Saat akhirnya ia sampai di depan altar, Nathaniel melepaskan genggaman tangannya dan menyerahkan putrinya pada Gerald. Sejenak, mata mereka bertemu. Tidak ada kata-kata, hanya kesadaran bahwa mereka sama-sama tidak menginginkan ini.
"Tersenyumlah," bisik Gerald nyaris tanpa suara, tatapannya tetap mengunci Elena.
Elena mencibir kecil, nyaris tak terlihat oleh siapa pun kecuali Gerald. "Aku tidak tahu kalau kamu juga bisa memberikan perintah di saat seperti ini."
Gerald mendekat sedikit, cukup agar hanya Elena yang bisa mendengar. "Aku tidak memberikan perintah. Aku hanya memastikan kita tidak mempermalukan diri sendiri di depan ratusan orang yang menonton.
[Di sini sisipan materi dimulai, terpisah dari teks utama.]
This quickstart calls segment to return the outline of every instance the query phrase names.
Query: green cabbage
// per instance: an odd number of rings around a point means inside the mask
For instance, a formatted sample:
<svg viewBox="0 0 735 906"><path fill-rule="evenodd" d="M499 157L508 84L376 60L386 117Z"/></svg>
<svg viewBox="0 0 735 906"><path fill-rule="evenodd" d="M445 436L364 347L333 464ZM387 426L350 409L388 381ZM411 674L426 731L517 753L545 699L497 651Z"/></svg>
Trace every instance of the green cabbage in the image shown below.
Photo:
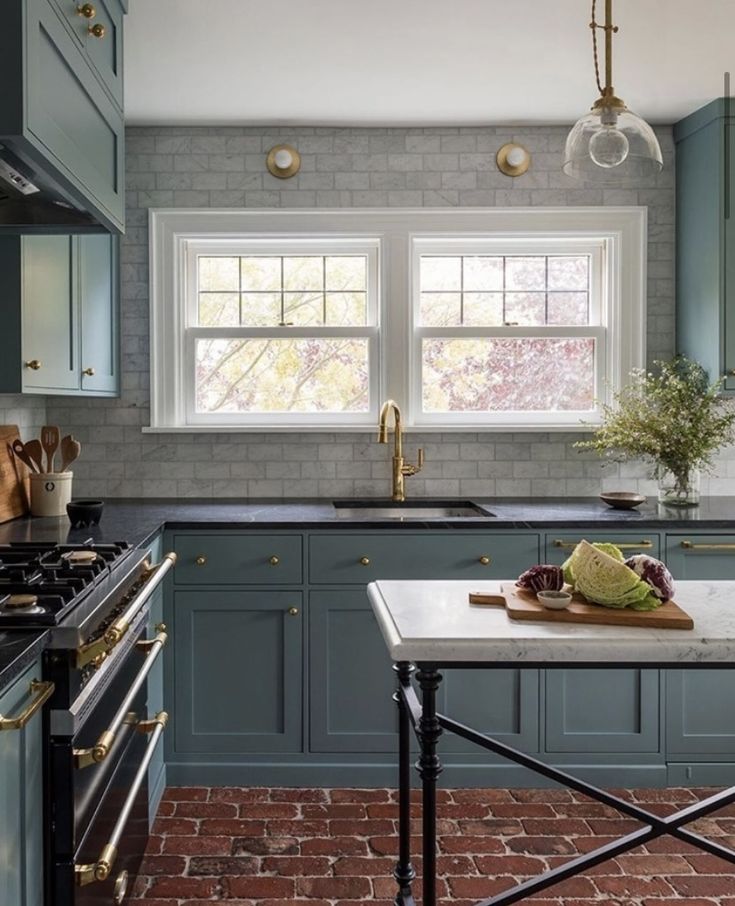
<svg viewBox="0 0 735 906"><path fill-rule="evenodd" d="M616 554L620 555L619 559ZM623 560L615 545L581 541L567 561L574 575L575 590L588 601L605 607L655 610L662 603L660 598Z"/></svg>
<svg viewBox="0 0 735 906"><path fill-rule="evenodd" d="M584 548L582 548L583 544L586 544L587 547L594 547L595 550L604 551L604 553L609 554L611 557L613 557L615 560L618 560L620 563L625 562L625 557L623 556L623 552L615 544L610 544L607 541L599 541L594 544L590 544L588 541L580 541L580 543L574 548L574 550L572 551L572 553L570 554L570 556L568 557L568 559L562 566L562 570L564 571L564 581L567 583L567 585L572 585L572 586L576 585L575 578L574 578L575 572L576 572L575 557L577 557L577 551L584 550ZM578 557L577 557L577 559L578 559Z"/></svg>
Atau kamu ingin membuat kekacauan sekarang?"
Elena menarik napas panjang, menahan keinginannya untuk melawan. "Kamu memang tahu bagaimana caranya menekan seseorang."
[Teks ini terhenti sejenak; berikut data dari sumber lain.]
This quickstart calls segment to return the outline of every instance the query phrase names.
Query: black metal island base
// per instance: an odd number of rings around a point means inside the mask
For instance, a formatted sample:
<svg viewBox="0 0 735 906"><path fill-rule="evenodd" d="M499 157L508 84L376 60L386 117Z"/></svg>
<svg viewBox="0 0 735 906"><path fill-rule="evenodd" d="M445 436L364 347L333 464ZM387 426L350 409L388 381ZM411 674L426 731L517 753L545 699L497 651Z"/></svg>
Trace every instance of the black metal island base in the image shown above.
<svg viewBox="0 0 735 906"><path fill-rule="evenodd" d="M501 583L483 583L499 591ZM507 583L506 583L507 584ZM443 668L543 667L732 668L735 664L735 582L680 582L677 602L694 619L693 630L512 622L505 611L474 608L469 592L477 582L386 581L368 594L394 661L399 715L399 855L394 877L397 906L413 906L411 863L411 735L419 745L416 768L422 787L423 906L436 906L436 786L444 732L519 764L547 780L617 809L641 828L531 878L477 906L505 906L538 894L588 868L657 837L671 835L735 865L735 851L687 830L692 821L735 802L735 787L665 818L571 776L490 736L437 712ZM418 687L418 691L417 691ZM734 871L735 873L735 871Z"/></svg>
"Dan kamu tahu bagaimana caranya tetap berdiri meskipun kau ingin lari," balas Gerald dengan nada datar.
Pendeta berdiri di hadapan mereka, membuka kitab suci dan mulai membacakan doa pernikahan. Suaranya mengalun lembut, namun bagi Elena dan Gerald, kata-kata itu terasa hampa. Pernikahan ini bukan tentang cinta, bukan tentang harapan akan masa depan yang bahagia. Ini adalah persatuan yang dibangun di atas kesepakatan bisnis.
Ketika doa selesai, pendeta menatap kedua mempelai. "Gerald Aiden Mahatma, apakah kamu bersedia menerima Elena Maheswari Atmaja sebagai istrimu, dalam suka maupun duka, dalam sehat maupun sakit, hingga maut memisahkan?"
Gerald menatap Elena sejenak sebelum akhirnya berkata dengan nada tenang dan tegas, "Ya, saya bersedia."
Pendeta beralih pada Elena. "Elena Maheswari Atmaja, apakah kamu bersedia menerima Gerald Aiden Mahatma sebagai suamimu, dalam suka maupun duka, dalam sehat maupun sakit, hingga maut memisahkan?"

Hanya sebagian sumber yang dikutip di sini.